I have both models and there is most certainly a quite large difference between them.

For the Death Metal sound I can say with confidence you really want the MIJ over the MIT, it has a lot more punch and note definition. The MIT has more presence and atmosphere at the expense of note definition (playing anything above eighth notes you probably cant tell the difference between notes over an octave and chords seem to get a bit lost. It's great fr a more black metal sound or if you just want to add some background guitar effects.


----------



## cyril v (Mar 12, 2011)

The schematics are exactly from what i've seen, but the only difference _*seems*_ be the resistors/caps etc etc.

Japan:
http://i143.photobucket.com/albums/r143/thecauseofdeath666/DSC02854.jpg

Taiwan:
http://www.bossarea.com/forum/uploaded/lightburst/boss_hm-2_platine_MIT.jpg
http://www.bossarea.com/forum/uploaded/ssanyee/HM-2_pwb_2.jpg
http://farm4.static.flickr.com/3389/3222022806_f8e89aeaf4_b.jpg

Maybe it's the quality of the caps which leads to the slight difference in tone?? I dunno, maybe someone who actually knows about this stuff can chime-in.


----------



## Tomo009 (Mar 12, 2011)

cyril v said:


> The schematics are exactly from what i've seen, but the only difference _*seems*_ be the resistors/caps etc etc.
> 
> Japan:
> http://i143.photobucket.com/albums/r143/thecauseofdeath666/DSC02854.jpg
> ...



Well I dunno about that, but I have them both here and I can assure you they sound different. Enough for me to use them in different applications, they both sound like an HM-2 fr sure though.


----------



## cyril v (Mar 12, 2011)

They definitely do, I agree. I have both, though the MIT is on loan to my friend at the moment, but I remember correctly it sounded tiny bit more shrill and maybe a bit thinner if that makes any sense. I definitely prefer the MIJ though.


----------



## 0 Xero 0 (Mar 12, 2011)

Most people seem to prefer the MIJ model. It makes me wonder, if the MIT version was the original instead of the MIJ, would people still prefer the MIJ over the MIT? I wish I could test it myself, but I can't sadly. Hopefully I can just get me an MIJ soon


----------



## 0 Xero 0 (Mar 12, 2011)

By the way, do any of you have experience with craigslist? I've found some good deals for HM-2's and am thinking about trying to see if they'll ship here, but I don't know if it will work. I wonder if I used paypal for half the money, then sent the rest if that would work... I don't know. Chime in if any of you have an answer.


----------



## Inazone (Mar 14, 2011)

0 Xero 0 said:


> Uffe credits Leif by saying he invented the "Sunlight Studio" sound by cranking the mids on the pedal to 10. Other than that, it's not important really. The thing that was so special about the HM-2 that no other pedal had at it's advent was a mid control.

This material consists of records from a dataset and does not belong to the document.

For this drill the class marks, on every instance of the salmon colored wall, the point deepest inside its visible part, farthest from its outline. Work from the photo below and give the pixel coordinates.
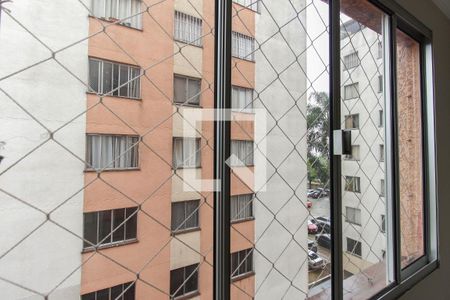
(148, 186)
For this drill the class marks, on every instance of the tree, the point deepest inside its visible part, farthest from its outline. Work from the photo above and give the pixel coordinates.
(318, 132)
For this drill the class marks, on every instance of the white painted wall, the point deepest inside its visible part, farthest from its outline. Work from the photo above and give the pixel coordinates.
(368, 137)
(49, 174)
(276, 245)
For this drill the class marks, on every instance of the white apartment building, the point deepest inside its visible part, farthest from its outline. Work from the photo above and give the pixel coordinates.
(364, 203)
(276, 243)
(40, 97)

Uh, _what_ mid control? My HM-2 (Taiwan) has Low and High only, as does every other HM-2 I've ever seen, including MIJ. Unless we're talking about a modded version . . .


----------



## cyril v (Mar 14, 2011)

*snip*


----------



## 0 Xero 0 (Mar 15, 2011)

No, I'm talking about the HM-2. I didn't mean there was a mid control on the pedal, rather that the pedal controls how the mids are voiced better than its contemporaries (at the time). I just didn't explain myself very well. But the "studio sunlight" sound was invented by Entombed and Dismember. At the Gates recorded at Studio Fredman.


----------



## cyril v (Mar 15, 2011)

Ehh, I put 2+2 together and came out with 5 somehow.

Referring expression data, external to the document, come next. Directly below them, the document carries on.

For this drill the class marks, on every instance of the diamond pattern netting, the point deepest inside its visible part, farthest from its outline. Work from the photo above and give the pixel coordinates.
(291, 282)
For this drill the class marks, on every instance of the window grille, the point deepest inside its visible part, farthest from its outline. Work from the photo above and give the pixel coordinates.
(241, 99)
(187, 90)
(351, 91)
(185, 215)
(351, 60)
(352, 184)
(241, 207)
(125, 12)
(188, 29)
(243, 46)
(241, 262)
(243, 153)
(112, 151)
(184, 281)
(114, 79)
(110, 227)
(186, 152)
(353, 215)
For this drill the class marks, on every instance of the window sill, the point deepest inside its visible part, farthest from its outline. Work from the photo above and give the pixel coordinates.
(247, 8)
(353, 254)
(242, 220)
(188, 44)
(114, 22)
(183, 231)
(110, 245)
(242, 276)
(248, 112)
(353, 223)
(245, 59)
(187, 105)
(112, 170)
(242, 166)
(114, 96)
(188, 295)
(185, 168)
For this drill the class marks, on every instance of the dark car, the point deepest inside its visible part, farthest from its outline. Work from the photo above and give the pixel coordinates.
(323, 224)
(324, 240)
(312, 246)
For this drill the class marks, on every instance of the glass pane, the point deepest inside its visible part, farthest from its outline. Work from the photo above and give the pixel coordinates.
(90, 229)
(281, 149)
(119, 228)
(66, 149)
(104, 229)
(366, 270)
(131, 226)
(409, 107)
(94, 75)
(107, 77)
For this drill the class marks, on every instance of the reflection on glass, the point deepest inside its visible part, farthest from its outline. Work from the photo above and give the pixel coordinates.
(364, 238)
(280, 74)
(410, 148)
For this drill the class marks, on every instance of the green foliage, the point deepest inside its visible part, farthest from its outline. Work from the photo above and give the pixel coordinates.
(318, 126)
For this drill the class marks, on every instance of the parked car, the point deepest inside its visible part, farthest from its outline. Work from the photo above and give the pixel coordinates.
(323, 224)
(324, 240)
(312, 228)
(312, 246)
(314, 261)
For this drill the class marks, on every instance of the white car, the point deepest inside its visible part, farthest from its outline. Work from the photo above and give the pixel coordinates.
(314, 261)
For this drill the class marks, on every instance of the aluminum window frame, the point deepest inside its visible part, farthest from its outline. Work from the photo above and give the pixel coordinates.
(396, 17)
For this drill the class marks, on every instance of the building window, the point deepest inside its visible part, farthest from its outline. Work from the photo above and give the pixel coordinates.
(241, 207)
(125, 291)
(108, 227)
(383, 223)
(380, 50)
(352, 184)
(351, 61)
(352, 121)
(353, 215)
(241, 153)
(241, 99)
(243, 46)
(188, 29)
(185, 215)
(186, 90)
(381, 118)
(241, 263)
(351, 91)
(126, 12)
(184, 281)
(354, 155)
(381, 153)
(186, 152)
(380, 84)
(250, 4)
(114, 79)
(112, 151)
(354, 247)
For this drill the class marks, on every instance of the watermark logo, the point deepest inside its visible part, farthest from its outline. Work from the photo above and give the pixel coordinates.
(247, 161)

I know At the Gates have recorded there (Gardens of Grief), and I know they used the MT-2 (I guess that was @ Fredman), but you mentioned "cranking the mids" and that there "was a mid control"... so I just assumed you were referring to the MT-2.


----------



## Kali Yuga (Mar 15, 2011)

The HM2 doesn't have a mid control, but the chainsaw sound is mostly in the upper mids.


----------



## 0 Xero 0 (Mar 16, 2011)

Yeah, I phailed in saying what I meant. Most of the old school death metal from Nihilist until around 1992 wanted the "sunlight" sound so they were all copying each other until bands like Grave and Edge of Sanity started doing their own things. Then black metal got really big...


----------



## Tomo009 (Mar 16, 2011)

I managed to get an extremely dirty but clear tone, boosted mids on the amp, used a lot of distortion on the amp and not a lot on the pedal. Everything else on the pedal to 10.

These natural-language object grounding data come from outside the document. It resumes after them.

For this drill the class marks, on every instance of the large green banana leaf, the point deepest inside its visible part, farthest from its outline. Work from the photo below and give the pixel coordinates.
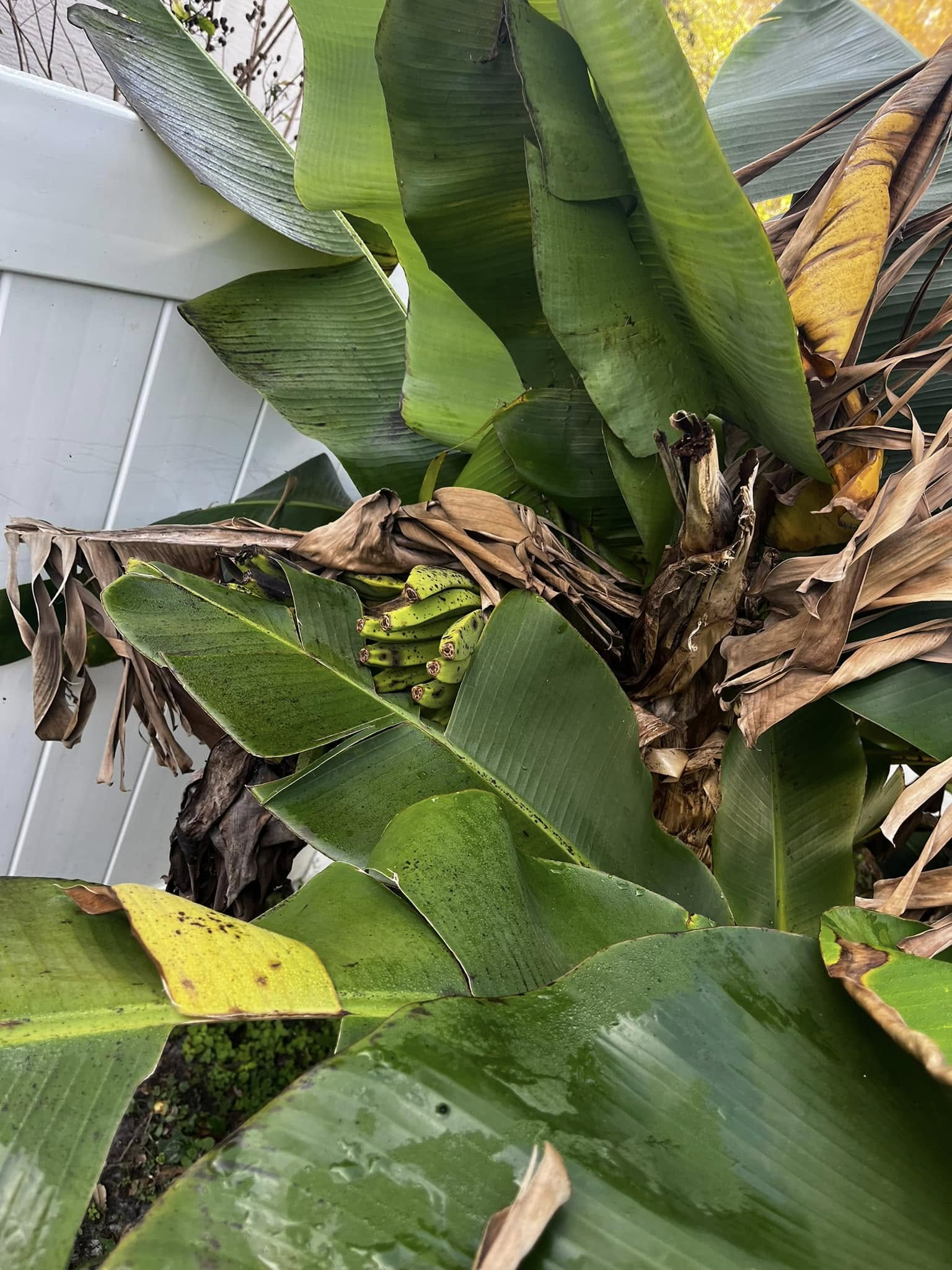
(913, 701)
(513, 922)
(375, 946)
(783, 833)
(534, 690)
(716, 1100)
(804, 60)
(491, 469)
(457, 371)
(602, 304)
(454, 95)
(83, 1021)
(553, 440)
(196, 109)
(707, 235)
(201, 115)
(582, 159)
(327, 350)
(801, 63)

I'm starting to think this thing is very amp dependent, it doesn't sound similar on any amp I've tried it on, but I'm finally happy with the sound I've got now. I will record with bass at some point to see what it REALLY sounds like.


----------



## Kali Yuga (Mar 16, 2011)

It's definitely an amp dependent pedal. It's downright atrocious with the wrong amp. It seems to work best for mid-gain amplifiers than over the top metal amps. HM2s through 5150s sound terrible, while HM2s through 800s, VTMs, V4s, Model Ts, Oranges, etc sounds excellent.


----------



## Ishan (Mar 16, 2011)

I have the Behringer and love it. I use it direct tho, every knobs maxed out through Revalver MKIII 6505 power amp sim and redwirez impulses, no preamp sim, sounds great


----------



## Tomo009 (Mar 16, 2011)

Kali Yuga said:


> It's definitely an amp dependent pedal. It's downright atrocious with the wrong amp. It seems to work best for mid-gain amplifiers than over the top metal amps. HM2s through 5150s sound terrible, while HM2s through 800s, VTMs, V4s, Model Ts, Oranges, etc sounds excellent.



I do in fact use an Orange Thunderverb 50, I wouldn't call it a mid gain amp. It has more than I'd ever need for tones up to portal anyway.


----------



## Kali Yuga (Mar 16, 2011)

Yeah, that one isn't, but other Orange amplifiers are, or have plenty of gain but have good med-gain sounds. You know what I mean, haha.


----------